Une situation paradoxale et à certains égards kafkaïenne, qui place Kinshasa à une croisée de deux chemins sans issue. Répondant à la question sur la présence ougandaise et le jeu trouble joué par Kampala, la ministre des Affaires étrangères a subtilement botté en touche, se retranchant derrière «la préoccupation» diplomatique et la nécessité de creuser davantage afin de dégager la vérité, en actionnant divers canaux internationaux, mais aussi des services des renseignements.
ENJEUX ECONOMIQUES
L’hésitation de Kinshasa à dénoncer avec vigueur l’intervention ougandaise s’explique par le risque que court le pays à affronter en même temps ses deux voisins orientaux. Car à l’inverse du Rwandais Kagamé, passé maître dans la traîtrise dans ses visées hégémoniques sur l’Est du Congo, l’Ougandais Museveni, son mentor, est sans doute le plus subtil des dirigeants de la sous-région. Avançant masqué mais poussant ses pions avec une dextérité démoniaque sur un échiquier instable mais où il domine depuis près de quatre décennies.

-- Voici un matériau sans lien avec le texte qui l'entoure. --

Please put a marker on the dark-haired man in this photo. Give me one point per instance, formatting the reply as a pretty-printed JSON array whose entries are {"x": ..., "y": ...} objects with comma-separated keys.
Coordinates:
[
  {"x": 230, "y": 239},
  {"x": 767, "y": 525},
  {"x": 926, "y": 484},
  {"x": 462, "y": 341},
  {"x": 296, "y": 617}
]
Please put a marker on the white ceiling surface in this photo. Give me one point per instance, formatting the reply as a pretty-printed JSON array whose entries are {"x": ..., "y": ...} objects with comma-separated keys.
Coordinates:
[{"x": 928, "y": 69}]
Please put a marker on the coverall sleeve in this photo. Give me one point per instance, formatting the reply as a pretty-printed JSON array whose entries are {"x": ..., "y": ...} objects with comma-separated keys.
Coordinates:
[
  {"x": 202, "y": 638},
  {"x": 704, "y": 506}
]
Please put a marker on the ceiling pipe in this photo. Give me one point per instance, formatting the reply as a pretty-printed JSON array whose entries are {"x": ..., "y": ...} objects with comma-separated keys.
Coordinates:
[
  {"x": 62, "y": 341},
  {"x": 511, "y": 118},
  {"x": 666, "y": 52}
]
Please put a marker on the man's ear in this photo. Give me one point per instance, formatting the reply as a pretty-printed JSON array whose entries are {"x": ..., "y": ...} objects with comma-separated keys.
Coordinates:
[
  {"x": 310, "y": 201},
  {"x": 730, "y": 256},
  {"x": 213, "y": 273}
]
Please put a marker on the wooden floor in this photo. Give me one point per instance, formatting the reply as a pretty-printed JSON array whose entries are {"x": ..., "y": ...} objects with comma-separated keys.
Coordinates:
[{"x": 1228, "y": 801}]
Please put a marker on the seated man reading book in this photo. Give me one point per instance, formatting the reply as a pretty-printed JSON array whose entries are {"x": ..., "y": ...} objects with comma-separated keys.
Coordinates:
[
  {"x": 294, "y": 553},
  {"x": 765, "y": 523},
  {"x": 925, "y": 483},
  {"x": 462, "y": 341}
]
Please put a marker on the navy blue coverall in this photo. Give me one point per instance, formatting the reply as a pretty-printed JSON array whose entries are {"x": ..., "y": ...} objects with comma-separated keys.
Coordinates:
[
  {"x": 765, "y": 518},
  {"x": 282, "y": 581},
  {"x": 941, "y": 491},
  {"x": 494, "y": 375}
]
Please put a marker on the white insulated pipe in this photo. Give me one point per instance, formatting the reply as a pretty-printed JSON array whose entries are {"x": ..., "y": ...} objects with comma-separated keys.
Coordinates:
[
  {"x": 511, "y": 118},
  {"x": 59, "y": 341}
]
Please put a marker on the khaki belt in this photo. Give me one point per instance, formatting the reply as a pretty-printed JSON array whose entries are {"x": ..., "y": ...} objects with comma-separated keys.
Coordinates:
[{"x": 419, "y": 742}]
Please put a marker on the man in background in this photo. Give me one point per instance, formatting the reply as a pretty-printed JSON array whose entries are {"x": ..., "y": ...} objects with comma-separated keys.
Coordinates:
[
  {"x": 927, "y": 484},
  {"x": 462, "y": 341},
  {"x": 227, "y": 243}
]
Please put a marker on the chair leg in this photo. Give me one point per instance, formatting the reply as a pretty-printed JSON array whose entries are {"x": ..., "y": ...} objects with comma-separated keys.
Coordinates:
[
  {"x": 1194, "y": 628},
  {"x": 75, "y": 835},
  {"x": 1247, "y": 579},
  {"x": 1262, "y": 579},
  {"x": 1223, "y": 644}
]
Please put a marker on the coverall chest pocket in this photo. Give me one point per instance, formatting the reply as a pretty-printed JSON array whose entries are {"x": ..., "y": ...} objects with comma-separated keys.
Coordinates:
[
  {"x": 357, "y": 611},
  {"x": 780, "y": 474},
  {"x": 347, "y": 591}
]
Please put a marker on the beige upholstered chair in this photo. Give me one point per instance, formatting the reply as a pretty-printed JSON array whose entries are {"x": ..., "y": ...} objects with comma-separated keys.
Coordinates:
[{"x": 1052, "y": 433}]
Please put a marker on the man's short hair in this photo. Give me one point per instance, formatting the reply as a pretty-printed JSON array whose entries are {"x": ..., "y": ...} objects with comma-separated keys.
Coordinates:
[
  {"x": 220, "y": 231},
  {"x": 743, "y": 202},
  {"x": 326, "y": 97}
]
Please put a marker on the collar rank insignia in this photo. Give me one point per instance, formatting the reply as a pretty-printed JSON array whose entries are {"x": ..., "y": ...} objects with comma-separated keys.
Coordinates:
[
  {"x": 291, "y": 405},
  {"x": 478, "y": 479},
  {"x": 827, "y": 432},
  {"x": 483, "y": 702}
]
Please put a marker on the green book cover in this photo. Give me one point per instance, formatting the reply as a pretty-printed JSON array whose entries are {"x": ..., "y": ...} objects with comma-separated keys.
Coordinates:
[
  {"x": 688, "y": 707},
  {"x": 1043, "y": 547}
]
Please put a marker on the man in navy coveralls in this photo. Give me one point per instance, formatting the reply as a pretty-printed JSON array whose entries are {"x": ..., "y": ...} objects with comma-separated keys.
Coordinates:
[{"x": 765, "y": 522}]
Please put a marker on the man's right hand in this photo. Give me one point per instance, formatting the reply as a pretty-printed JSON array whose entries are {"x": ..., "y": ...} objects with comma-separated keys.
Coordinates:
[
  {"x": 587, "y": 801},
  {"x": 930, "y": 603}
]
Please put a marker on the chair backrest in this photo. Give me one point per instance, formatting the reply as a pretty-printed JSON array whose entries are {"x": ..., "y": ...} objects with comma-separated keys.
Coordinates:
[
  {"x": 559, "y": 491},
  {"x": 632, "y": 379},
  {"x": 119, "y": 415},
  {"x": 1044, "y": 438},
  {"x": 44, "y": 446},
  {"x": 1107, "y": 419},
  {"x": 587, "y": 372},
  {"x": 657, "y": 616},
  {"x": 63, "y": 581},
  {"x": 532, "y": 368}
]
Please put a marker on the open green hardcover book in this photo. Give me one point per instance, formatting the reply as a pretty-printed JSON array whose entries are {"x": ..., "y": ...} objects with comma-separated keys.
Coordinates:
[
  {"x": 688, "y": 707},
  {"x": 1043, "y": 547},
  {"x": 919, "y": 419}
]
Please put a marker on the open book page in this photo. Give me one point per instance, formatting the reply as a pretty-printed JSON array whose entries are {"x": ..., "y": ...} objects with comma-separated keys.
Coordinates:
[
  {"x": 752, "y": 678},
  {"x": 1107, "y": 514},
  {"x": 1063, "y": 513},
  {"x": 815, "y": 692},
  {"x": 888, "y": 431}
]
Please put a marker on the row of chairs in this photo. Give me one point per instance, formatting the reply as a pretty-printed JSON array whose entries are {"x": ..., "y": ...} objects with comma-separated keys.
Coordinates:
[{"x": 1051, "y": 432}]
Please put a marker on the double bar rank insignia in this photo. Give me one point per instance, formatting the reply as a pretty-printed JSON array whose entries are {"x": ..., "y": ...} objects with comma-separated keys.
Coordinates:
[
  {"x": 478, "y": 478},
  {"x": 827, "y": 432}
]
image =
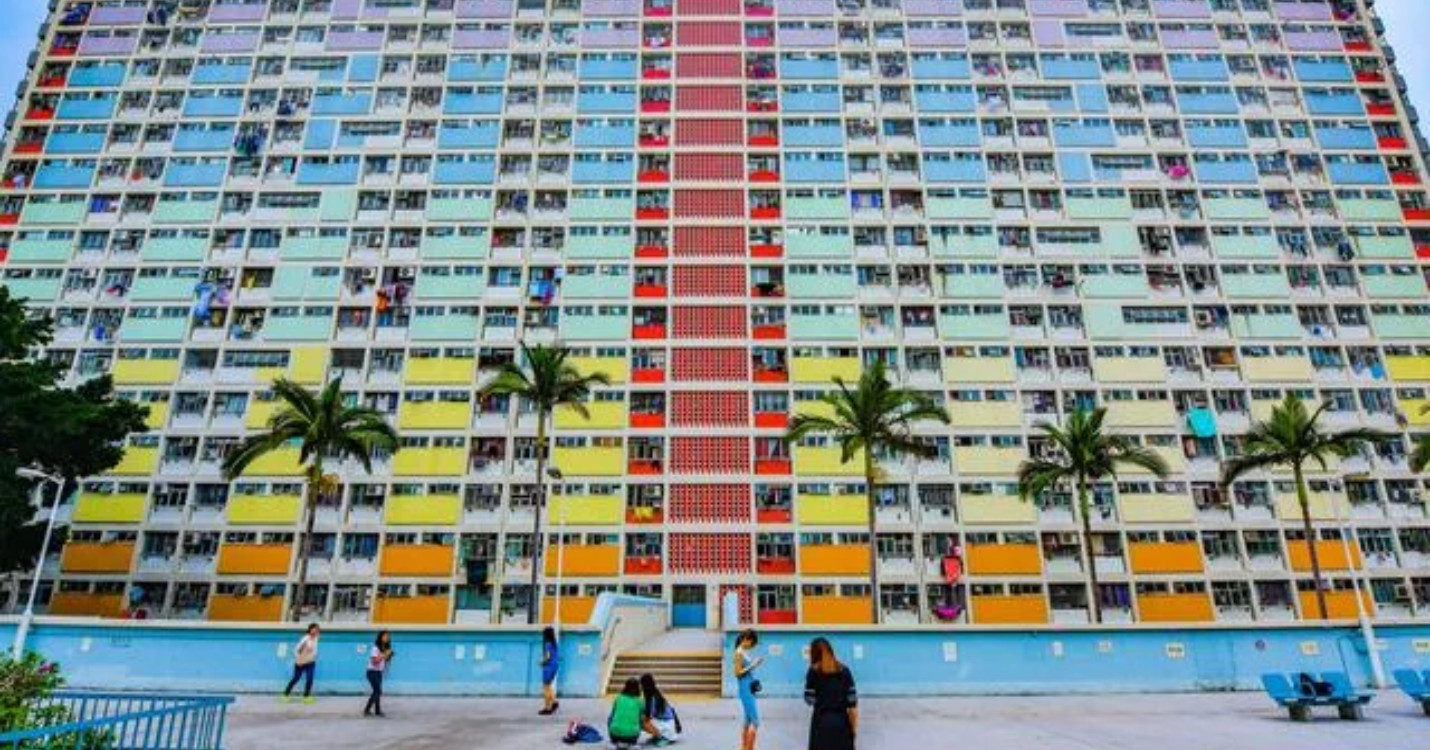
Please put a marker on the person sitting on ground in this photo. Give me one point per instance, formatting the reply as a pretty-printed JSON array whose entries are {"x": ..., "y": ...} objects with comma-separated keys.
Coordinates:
[
  {"x": 658, "y": 719},
  {"x": 624, "y": 723}
]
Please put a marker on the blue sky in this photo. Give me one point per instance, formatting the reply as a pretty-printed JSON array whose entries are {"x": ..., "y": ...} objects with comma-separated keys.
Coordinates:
[{"x": 1407, "y": 23}]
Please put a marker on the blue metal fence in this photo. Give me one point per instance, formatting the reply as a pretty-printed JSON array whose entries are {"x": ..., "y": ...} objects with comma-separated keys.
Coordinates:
[{"x": 127, "y": 720}]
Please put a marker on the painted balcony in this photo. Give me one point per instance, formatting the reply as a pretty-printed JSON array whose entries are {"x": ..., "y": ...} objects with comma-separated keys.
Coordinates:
[{"x": 249, "y": 558}]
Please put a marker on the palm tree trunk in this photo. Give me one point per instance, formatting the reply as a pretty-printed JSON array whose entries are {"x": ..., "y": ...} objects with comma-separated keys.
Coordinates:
[
  {"x": 1310, "y": 538},
  {"x": 874, "y": 547},
  {"x": 305, "y": 547},
  {"x": 538, "y": 546},
  {"x": 1090, "y": 560}
]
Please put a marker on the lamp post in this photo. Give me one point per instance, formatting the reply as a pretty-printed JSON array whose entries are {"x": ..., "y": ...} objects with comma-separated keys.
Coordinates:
[{"x": 23, "y": 631}]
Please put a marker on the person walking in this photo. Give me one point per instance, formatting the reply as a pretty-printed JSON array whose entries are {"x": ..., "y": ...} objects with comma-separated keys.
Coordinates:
[
  {"x": 305, "y": 663},
  {"x": 378, "y": 659},
  {"x": 830, "y": 692},
  {"x": 549, "y": 669},
  {"x": 744, "y": 669}
]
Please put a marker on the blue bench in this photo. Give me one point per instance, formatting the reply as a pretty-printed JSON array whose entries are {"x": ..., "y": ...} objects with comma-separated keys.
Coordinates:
[
  {"x": 1417, "y": 686},
  {"x": 1284, "y": 690}
]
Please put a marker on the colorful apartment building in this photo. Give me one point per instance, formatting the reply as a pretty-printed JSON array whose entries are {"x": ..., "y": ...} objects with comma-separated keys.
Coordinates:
[{"x": 1179, "y": 209}]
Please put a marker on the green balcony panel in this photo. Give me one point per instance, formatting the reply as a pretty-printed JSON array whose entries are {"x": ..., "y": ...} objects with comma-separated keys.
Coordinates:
[{"x": 444, "y": 328}]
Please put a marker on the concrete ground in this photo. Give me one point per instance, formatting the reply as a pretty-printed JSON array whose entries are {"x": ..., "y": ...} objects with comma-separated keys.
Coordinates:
[{"x": 1141, "y": 722}]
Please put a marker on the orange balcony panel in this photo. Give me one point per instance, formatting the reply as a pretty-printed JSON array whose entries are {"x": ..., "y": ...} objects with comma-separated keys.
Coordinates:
[
  {"x": 1330, "y": 553},
  {"x": 834, "y": 560},
  {"x": 1004, "y": 560},
  {"x": 425, "y": 610},
  {"x": 772, "y": 420},
  {"x": 837, "y": 611},
  {"x": 97, "y": 557},
  {"x": 245, "y": 609},
  {"x": 86, "y": 604},
  {"x": 1174, "y": 609},
  {"x": 1008, "y": 610},
  {"x": 582, "y": 560},
  {"x": 428, "y": 560}
]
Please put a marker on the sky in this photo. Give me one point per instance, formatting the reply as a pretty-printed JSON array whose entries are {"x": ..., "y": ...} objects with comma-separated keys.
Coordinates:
[{"x": 1407, "y": 23}]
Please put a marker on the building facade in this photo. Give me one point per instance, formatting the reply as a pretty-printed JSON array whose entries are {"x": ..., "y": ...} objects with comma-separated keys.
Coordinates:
[{"x": 1179, "y": 209}]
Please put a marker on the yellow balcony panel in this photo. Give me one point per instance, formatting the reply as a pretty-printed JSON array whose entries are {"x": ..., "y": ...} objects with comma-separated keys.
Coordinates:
[
  {"x": 612, "y": 367},
  {"x": 824, "y": 368},
  {"x": 832, "y": 610},
  {"x": 425, "y": 610},
  {"x": 416, "y": 560},
  {"x": 1008, "y": 510},
  {"x": 1174, "y": 609},
  {"x": 120, "y": 508},
  {"x": 245, "y": 609},
  {"x": 86, "y": 604},
  {"x": 1164, "y": 557},
  {"x": 980, "y": 369},
  {"x": 429, "y": 463},
  {"x": 1128, "y": 369},
  {"x": 582, "y": 560},
  {"x": 423, "y": 510},
  {"x": 834, "y": 560},
  {"x": 1323, "y": 507},
  {"x": 1157, "y": 508},
  {"x": 824, "y": 461},
  {"x": 985, "y": 414},
  {"x": 602, "y": 415},
  {"x": 1339, "y": 604},
  {"x": 265, "y": 510},
  {"x": 1141, "y": 414},
  {"x": 1277, "y": 369},
  {"x": 145, "y": 371},
  {"x": 1004, "y": 560},
  {"x": 585, "y": 510},
  {"x": 248, "y": 558},
  {"x": 434, "y": 414},
  {"x": 574, "y": 610},
  {"x": 139, "y": 461},
  {"x": 832, "y": 510},
  {"x": 97, "y": 557},
  {"x": 589, "y": 461},
  {"x": 1409, "y": 368},
  {"x": 987, "y": 460},
  {"x": 439, "y": 371},
  {"x": 1008, "y": 610},
  {"x": 1330, "y": 553}
]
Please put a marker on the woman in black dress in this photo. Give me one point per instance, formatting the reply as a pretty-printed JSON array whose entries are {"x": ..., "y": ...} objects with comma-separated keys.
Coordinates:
[{"x": 830, "y": 690}]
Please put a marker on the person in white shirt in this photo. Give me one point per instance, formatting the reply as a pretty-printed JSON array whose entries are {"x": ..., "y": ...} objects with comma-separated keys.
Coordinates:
[{"x": 305, "y": 663}]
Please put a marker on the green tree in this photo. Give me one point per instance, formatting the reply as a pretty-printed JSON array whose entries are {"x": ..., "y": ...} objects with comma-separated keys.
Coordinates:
[
  {"x": 1294, "y": 438},
  {"x": 69, "y": 432},
  {"x": 870, "y": 420},
  {"x": 1084, "y": 454},
  {"x": 323, "y": 425},
  {"x": 546, "y": 381}
]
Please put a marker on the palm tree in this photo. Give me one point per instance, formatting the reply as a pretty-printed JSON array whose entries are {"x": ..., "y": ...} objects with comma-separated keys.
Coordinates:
[
  {"x": 1086, "y": 454},
  {"x": 875, "y": 418},
  {"x": 1293, "y": 438},
  {"x": 548, "y": 381},
  {"x": 323, "y": 427}
]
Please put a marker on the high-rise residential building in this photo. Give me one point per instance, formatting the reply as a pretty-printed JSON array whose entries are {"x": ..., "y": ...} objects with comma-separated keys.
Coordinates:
[{"x": 1179, "y": 209}]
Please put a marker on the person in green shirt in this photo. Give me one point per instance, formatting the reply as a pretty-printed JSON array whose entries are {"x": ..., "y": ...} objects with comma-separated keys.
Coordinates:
[{"x": 624, "y": 723}]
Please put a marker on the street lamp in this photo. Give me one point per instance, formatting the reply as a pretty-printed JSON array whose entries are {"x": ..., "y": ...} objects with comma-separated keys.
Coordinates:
[{"x": 45, "y": 548}]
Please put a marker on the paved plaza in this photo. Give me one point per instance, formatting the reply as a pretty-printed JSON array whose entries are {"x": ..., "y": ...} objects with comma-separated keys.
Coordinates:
[{"x": 1146, "y": 722}]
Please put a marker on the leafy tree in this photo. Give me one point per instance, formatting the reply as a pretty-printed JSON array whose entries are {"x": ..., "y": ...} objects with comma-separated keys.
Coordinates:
[
  {"x": 69, "y": 432},
  {"x": 546, "y": 381},
  {"x": 1084, "y": 455},
  {"x": 871, "y": 418},
  {"x": 1293, "y": 438},
  {"x": 323, "y": 427}
]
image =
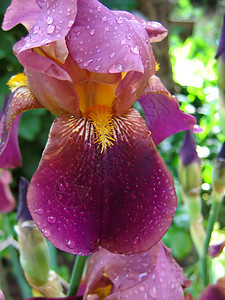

S’il a résolu de sauter à pieds joints dans le bourbier congolais, c’est qu’il est conscient de l’enjeu considérable lié à l’éternel conflit de l’Est congolais. Yoweri Museveni ne verrait pas d’un bon œil les bénéfices que son voisin du sud tire de l’exploitation des ressources principalement minières du Kivu. Cité parmi l’un des exportateurs de premier rang de coltan alors même que ce pays ne recèle pas de gisements certifiés de coltan ou cassitérite, le Rwanda devait forcément susciter un intérêt de l’Ouganda accouru aussi à la curée.
RISQUE D’UNE PARTITION DE FAIT
Il n’est pas question pour Kampala de laisser le Rwanda profiter seul des richesses de la RD Congo. D’où la constitution d’un front commun de la prédation, les deux pays ayant présent à l’esprit que le conflit qui les oppose au régime de Kinshasa est appelé à s’étaler dans la durée.
Ils misent par ailleurs sur un enlisement qui déboucherait forcément sur des négociations politiques qu’ils auront beau jeu de faire traîner sur de nombreuses années. Car à défaut d’une partition du territoire congolais, Kagamé et Museveni peuvent se contenter, par le M23 interposé, des pans du Kivu sous un régime de statu quo maffieux.
Cette révélation de l’ONU met en lumière les tensions rampantes et les rivalités régionales qui ont longtemps alimenté les conflits en RDC. Alors que Kinshasa et ses alliés internationaux tentent de pacifier la région et de restaurer un semblant de stabilité, les alliances troubles et les jeux de pouvoir entre les acteurs régionaux compliquent davantage la situation et entravent les efforts de paix.
Le gouvernement ougandais a vivement rejeté les allégations de l’ONU, affirmant qu’il n’a jamais soutenu le M23 et qu’il reste engagé à travailler pour la paix et la sécurité dans la région des Grands Lacs. Cependant, cette accusation accablante soulève des questions sérieuses sur la véritable nature des relations entre Kampala et certains groupes rebelles opérant dans la région.
En faisant mine de ne pas voir la duplicité de l’Ouganda, pour ne pas avoir à se battre sur plusieurs fronts, le pouvoir de Félix Tshisekedi tisse lui-même le nœud gordien qu’il ne saura pas défaire, la «communauté internationale» ne cachant pas ses visées de la balkanisation d’un pays trop vaste et trop riche au milieu de petits Etats pauvres mais surpeuplés.